Monday, October 18, 2010

End the Shame on Victims of Sexual Assault

Victims of sexual violence in the Congo are protesting the use of rape as a weapon of war. Good for them! They are in a culture that devalues women -- especially if they've been violated. It is never the victim's fault!

The Congolese women are moving from victim to survivor with their actions. It will not be easy but many important things are not.

In the USA (and many other places) we must remove the shame from the victims and survivors of sexual assault. As long as we are unnamed in news reports it will seem that no one knows anyone who has been raped. No one should be named without consent but I believe naming victims will help end the shame. I am a survivor of the kiddie porn industry and I am open about what happened to me.

I have no shame because of what was done to me. None. Not a tiny drop. If there is shame and opprobrium let it fall on those who commit the crimes. That is where it belongs. It is never the victim's fault.

A bunch of years ago a friend and I were walking in the town where we lived. We happened to be discussing flashers and what to do if confronted by one. A flasher exposed himself to us a few minutes later and we -- without thinking about it -- burst out laughing.

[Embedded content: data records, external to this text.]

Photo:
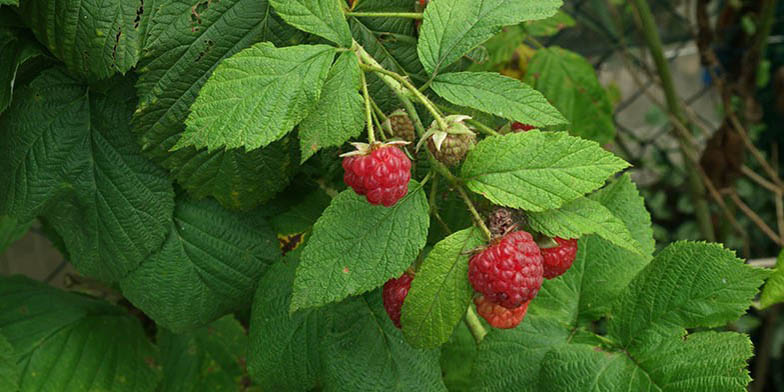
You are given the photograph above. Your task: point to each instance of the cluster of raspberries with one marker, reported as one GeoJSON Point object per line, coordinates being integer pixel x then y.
{"type": "Point", "coordinates": [506, 275]}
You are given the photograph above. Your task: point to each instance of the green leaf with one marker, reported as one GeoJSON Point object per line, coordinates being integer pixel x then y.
{"type": "Point", "coordinates": [320, 17]}
{"type": "Point", "coordinates": [208, 266]}
{"type": "Point", "coordinates": [206, 359]}
{"type": "Point", "coordinates": [70, 157]}
{"type": "Point", "coordinates": [94, 39]}
{"type": "Point", "coordinates": [357, 246]}
{"type": "Point", "coordinates": [511, 360]}
{"type": "Point", "coordinates": [284, 347]}
{"type": "Point", "coordinates": [773, 292]}
{"type": "Point", "coordinates": [9, 371]}
{"type": "Point", "coordinates": [452, 29]}
{"type": "Point", "coordinates": [568, 81]}
{"type": "Point", "coordinates": [705, 361]}
{"type": "Point", "coordinates": [180, 54]}
{"type": "Point", "coordinates": [257, 96]}
{"type": "Point", "coordinates": [441, 293]}
{"type": "Point", "coordinates": [687, 285]}
{"type": "Point", "coordinates": [11, 231]}
{"type": "Point", "coordinates": [341, 111]}
{"type": "Point", "coordinates": [68, 342]}
{"type": "Point", "coordinates": [624, 200]}
{"type": "Point", "coordinates": [15, 49]}
{"type": "Point", "coordinates": [363, 351]}
{"type": "Point", "coordinates": [550, 26]}
{"type": "Point", "coordinates": [580, 217]}
{"type": "Point", "coordinates": [497, 94]}
{"type": "Point", "coordinates": [537, 171]}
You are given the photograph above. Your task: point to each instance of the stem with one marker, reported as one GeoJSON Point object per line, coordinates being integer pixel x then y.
{"type": "Point", "coordinates": [368, 114]}
{"type": "Point", "coordinates": [409, 15]}
{"type": "Point", "coordinates": [649, 30]}
{"type": "Point", "coordinates": [478, 218]}
{"type": "Point", "coordinates": [474, 325]}
{"type": "Point", "coordinates": [418, 94]}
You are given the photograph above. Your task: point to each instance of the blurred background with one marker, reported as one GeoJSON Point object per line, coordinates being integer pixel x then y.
{"type": "Point", "coordinates": [724, 106]}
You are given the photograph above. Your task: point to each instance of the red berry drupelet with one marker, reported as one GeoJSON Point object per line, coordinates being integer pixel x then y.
{"type": "Point", "coordinates": [499, 316]}
{"type": "Point", "coordinates": [509, 272]}
{"type": "Point", "coordinates": [381, 175]}
{"type": "Point", "coordinates": [395, 291]}
{"type": "Point", "coordinates": [520, 127]}
{"type": "Point", "coordinates": [558, 260]}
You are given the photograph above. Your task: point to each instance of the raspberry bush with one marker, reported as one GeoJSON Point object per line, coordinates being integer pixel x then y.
{"type": "Point", "coordinates": [230, 175]}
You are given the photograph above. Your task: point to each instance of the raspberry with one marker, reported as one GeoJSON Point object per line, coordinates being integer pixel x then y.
{"type": "Point", "coordinates": [557, 260]}
{"type": "Point", "coordinates": [518, 126]}
{"type": "Point", "coordinates": [395, 291]}
{"type": "Point", "coordinates": [450, 146]}
{"type": "Point", "coordinates": [509, 272]}
{"type": "Point", "coordinates": [401, 126]}
{"type": "Point", "coordinates": [499, 316]}
{"type": "Point", "coordinates": [380, 172]}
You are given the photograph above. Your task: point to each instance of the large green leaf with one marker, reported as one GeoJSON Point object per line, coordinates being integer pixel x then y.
{"type": "Point", "coordinates": [363, 351]}
{"type": "Point", "coordinates": [67, 342]}
{"type": "Point", "coordinates": [570, 83]}
{"type": "Point", "coordinates": [208, 266]}
{"type": "Point", "coordinates": [441, 293]}
{"type": "Point", "coordinates": [320, 17]}
{"type": "Point", "coordinates": [705, 361]}
{"type": "Point", "coordinates": [69, 156]}
{"type": "Point", "coordinates": [357, 246]}
{"type": "Point", "coordinates": [773, 292]}
{"type": "Point", "coordinates": [580, 217]}
{"type": "Point", "coordinates": [537, 171]}
{"type": "Point", "coordinates": [15, 49]}
{"type": "Point", "coordinates": [687, 285]}
{"type": "Point", "coordinates": [94, 38]}
{"type": "Point", "coordinates": [284, 347]}
{"type": "Point", "coordinates": [9, 371]}
{"type": "Point", "coordinates": [206, 359]}
{"type": "Point", "coordinates": [451, 29]}
{"type": "Point", "coordinates": [391, 41]}
{"type": "Point", "coordinates": [180, 54]}
{"type": "Point", "coordinates": [341, 111]}
{"type": "Point", "coordinates": [257, 96]}
{"type": "Point", "coordinates": [500, 95]}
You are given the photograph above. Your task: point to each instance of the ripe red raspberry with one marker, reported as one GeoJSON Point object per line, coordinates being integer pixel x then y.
{"type": "Point", "coordinates": [380, 172]}
{"type": "Point", "coordinates": [509, 272]}
{"type": "Point", "coordinates": [518, 126]}
{"type": "Point", "coordinates": [401, 126]}
{"type": "Point", "coordinates": [394, 293]}
{"type": "Point", "coordinates": [557, 260]}
{"type": "Point", "coordinates": [499, 316]}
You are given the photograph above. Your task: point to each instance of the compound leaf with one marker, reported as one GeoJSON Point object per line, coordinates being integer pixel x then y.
{"type": "Point", "coordinates": [570, 83]}
{"type": "Point", "coordinates": [451, 29]}
{"type": "Point", "coordinates": [537, 171]}
{"type": "Point", "coordinates": [357, 246]}
{"type": "Point", "coordinates": [500, 95]}
{"type": "Point", "coordinates": [441, 293]}
{"type": "Point", "coordinates": [340, 115]}
{"type": "Point", "coordinates": [68, 342]}
{"type": "Point", "coordinates": [257, 96]}
{"type": "Point", "coordinates": [320, 17]}
{"type": "Point", "coordinates": [208, 266]}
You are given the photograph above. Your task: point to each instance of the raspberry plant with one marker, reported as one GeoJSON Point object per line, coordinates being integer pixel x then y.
{"type": "Point", "coordinates": [186, 154]}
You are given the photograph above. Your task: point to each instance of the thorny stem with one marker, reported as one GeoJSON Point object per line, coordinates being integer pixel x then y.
{"type": "Point", "coordinates": [368, 114]}
{"type": "Point", "coordinates": [409, 15]}
{"type": "Point", "coordinates": [650, 33]}
{"type": "Point", "coordinates": [418, 94]}
{"type": "Point", "coordinates": [474, 325]}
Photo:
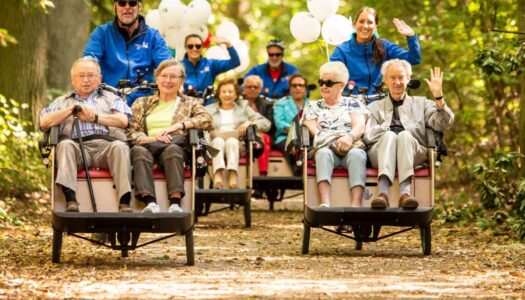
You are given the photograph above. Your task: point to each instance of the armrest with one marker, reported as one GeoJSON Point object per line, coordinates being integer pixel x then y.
{"type": "Point", "coordinates": [305, 136]}
{"type": "Point", "coordinates": [49, 141]}
{"type": "Point", "coordinates": [431, 137]}
{"type": "Point", "coordinates": [250, 133]}
{"type": "Point", "coordinates": [193, 136]}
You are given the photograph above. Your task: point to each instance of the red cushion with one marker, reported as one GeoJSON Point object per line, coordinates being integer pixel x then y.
{"type": "Point", "coordinates": [276, 153]}
{"type": "Point", "coordinates": [370, 172]}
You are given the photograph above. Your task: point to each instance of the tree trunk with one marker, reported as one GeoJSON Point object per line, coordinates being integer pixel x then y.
{"type": "Point", "coordinates": [68, 31]}
{"type": "Point", "coordinates": [24, 64]}
{"type": "Point", "coordinates": [521, 28]}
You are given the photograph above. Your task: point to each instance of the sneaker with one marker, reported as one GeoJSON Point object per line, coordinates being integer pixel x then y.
{"type": "Point", "coordinates": [72, 206]}
{"type": "Point", "coordinates": [152, 208]}
{"type": "Point", "coordinates": [174, 208]}
{"type": "Point", "coordinates": [100, 237]}
{"type": "Point", "coordinates": [124, 208]}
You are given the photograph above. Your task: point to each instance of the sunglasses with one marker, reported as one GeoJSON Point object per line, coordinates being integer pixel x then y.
{"type": "Point", "coordinates": [297, 85]}
{"type": "Point", "coordinates": [196, 46]}
{"type": "Point", "coordinates": [130, 3]}
{"type": "Point", "coordinates": [328, 83]}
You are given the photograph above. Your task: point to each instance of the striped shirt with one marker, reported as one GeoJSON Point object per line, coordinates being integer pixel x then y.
{"type": "Point", "coordinates": [105, 102]}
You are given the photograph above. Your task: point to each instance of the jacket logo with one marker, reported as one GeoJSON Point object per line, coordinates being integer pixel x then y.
{"type": "Point", "coordinates": [144, 45]}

She pointed at the creature, we looked at each other and continued laughing. Tears ran down our cheeks and we had to lean on each other for support. The flasher shrank away. We never saw him again.

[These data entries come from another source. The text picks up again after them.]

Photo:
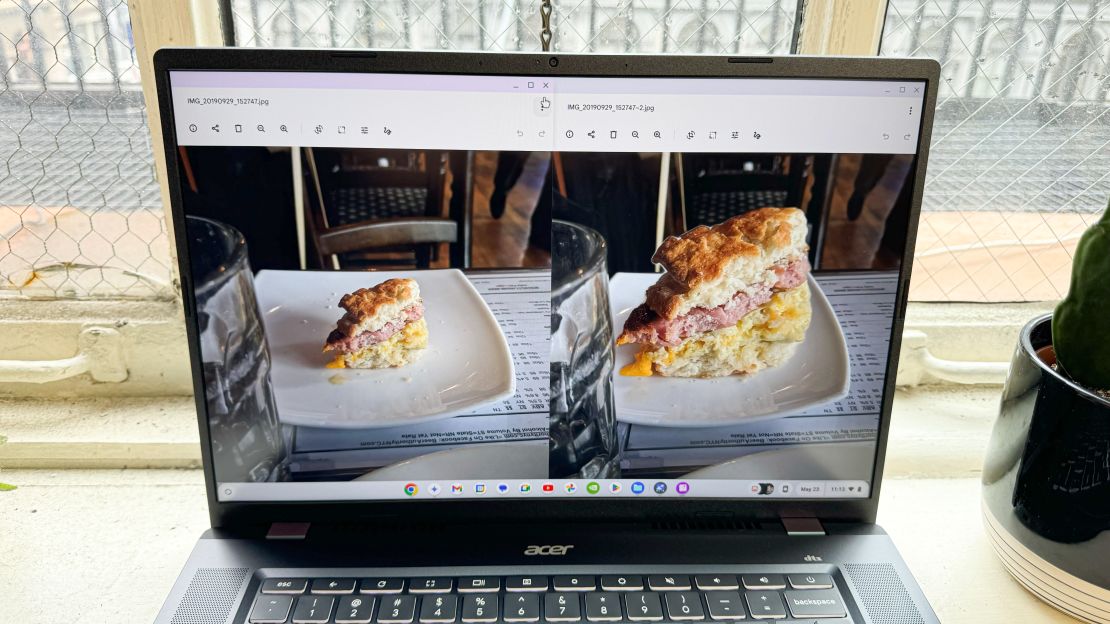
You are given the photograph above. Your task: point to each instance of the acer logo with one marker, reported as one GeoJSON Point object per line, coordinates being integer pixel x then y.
{"type": "Point", "coordinates": [548, 550]}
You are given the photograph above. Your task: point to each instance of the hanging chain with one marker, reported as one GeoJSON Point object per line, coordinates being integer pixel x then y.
{"type": "Point", "coordinates": [545, 32]}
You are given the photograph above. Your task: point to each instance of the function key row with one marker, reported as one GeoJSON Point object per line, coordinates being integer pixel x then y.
{"type": "Point", "coordinates": [565, 583]}
{"type": "Point", "coordinates": [552, 607]}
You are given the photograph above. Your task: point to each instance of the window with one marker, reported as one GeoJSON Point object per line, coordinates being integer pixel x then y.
{"type": "Point", "coordinates": [732, 27]}
{"type": "Point", "coordinates": [1020, 159]}
{"type": "Point", "coordinates": [80, 214]}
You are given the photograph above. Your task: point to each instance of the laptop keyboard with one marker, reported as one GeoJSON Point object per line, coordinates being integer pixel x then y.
{"type": "Point", "coordinates": [526, 600]}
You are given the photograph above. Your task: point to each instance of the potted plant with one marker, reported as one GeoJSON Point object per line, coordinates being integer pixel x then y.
{"type": "Point", "coordinates": [1047, 472]}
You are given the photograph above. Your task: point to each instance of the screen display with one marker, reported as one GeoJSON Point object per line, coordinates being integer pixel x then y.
{"type": "Point", "coordinates": [486, 287]}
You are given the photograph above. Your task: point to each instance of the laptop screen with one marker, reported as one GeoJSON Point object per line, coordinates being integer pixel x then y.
{"type": "Point", "coordinates": [420, 287]}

Our laughter gave us both a feeling that we were in control in that situation. Flashers generally want to elicit horrified reactions but we refused to cooperate.

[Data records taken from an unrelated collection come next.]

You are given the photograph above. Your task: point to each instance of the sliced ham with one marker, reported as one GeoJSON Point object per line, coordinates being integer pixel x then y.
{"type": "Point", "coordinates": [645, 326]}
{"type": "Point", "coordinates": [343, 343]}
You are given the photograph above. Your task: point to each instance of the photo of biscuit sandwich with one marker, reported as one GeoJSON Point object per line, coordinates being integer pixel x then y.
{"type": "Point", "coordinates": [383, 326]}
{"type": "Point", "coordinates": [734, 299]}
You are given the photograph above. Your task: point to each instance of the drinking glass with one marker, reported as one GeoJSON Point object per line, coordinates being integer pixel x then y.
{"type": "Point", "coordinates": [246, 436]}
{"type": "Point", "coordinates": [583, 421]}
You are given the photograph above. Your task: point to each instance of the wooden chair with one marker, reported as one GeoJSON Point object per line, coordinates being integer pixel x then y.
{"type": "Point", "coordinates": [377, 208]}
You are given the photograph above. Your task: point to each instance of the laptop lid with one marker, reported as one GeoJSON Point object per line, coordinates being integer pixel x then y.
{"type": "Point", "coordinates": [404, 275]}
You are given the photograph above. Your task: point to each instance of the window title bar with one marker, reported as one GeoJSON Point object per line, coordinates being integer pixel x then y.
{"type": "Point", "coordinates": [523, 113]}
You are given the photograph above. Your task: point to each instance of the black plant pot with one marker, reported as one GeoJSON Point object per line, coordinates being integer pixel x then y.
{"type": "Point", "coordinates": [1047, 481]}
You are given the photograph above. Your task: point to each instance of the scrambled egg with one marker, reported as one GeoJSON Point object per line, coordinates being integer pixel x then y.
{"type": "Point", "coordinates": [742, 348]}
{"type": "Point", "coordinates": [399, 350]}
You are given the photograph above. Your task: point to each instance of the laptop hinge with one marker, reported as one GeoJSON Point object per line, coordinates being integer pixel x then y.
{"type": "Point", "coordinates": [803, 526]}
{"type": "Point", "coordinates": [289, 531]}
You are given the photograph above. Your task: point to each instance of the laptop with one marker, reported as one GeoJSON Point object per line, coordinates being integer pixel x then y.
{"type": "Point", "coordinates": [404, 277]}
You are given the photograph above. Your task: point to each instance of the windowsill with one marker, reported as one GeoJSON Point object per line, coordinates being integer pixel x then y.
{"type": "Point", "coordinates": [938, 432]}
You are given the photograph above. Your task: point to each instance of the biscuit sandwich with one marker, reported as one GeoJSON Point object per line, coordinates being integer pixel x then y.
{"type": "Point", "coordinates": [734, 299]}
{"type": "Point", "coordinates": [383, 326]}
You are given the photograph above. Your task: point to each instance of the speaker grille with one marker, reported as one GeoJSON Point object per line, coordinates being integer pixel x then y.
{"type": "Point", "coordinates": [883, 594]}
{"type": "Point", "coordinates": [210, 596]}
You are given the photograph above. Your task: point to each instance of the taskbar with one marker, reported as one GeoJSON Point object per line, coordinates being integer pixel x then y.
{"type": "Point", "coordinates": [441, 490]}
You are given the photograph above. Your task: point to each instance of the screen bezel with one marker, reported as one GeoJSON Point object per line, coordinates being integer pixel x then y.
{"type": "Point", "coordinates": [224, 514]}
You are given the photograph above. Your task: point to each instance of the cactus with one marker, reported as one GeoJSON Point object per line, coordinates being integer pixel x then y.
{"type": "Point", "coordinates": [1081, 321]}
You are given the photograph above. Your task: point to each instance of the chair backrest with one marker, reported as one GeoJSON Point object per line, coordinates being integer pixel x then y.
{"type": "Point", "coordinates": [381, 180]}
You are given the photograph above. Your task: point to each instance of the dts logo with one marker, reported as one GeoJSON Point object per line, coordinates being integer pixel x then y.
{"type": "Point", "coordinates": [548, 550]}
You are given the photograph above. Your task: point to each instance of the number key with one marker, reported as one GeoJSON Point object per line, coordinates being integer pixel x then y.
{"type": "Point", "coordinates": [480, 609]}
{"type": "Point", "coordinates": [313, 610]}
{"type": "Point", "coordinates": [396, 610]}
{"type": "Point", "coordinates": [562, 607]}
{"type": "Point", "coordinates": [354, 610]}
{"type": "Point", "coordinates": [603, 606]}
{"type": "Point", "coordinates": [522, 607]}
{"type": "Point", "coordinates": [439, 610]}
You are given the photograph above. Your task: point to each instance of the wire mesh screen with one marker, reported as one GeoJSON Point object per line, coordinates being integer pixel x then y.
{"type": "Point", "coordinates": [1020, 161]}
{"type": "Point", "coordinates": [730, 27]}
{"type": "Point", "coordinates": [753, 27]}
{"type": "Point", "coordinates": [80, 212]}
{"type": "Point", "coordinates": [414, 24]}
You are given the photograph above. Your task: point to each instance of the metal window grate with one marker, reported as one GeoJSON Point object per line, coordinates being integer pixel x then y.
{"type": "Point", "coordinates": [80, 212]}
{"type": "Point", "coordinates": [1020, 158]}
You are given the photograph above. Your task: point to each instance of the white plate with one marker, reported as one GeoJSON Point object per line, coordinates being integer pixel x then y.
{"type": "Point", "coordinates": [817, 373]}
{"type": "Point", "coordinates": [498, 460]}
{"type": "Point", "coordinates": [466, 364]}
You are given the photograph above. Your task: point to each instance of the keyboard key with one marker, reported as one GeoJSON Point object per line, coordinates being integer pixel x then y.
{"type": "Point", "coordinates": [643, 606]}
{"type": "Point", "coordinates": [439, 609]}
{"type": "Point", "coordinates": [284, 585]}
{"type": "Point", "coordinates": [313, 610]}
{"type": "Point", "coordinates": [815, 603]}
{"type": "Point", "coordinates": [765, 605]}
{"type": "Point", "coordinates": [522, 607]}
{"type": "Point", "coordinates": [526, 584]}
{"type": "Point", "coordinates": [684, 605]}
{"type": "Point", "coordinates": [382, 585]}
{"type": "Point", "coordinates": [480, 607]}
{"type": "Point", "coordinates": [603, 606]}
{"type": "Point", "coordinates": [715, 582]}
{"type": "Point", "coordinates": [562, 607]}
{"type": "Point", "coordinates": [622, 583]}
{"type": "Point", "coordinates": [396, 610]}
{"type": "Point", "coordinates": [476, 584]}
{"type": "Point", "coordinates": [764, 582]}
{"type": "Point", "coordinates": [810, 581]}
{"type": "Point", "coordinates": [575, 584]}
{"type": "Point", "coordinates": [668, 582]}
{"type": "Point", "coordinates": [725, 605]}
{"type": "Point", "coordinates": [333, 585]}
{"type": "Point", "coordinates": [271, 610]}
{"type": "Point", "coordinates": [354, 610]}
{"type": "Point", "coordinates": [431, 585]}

I am not suggesting laughing at rape; it is too traumatic to laugh at, certainly. But victims who take the power over their feelings and then their lives will be able to more on to become survivors.

It is true that living well is the best revenge.


=^skeptic cat^= said...

I had a similar experience on Chat Roulette ...

Anne said...

I've never used Chat Roulette. I found it hard to laugh at someone who was doing something annoying on line -- but that was back in the Internet Pleistocene.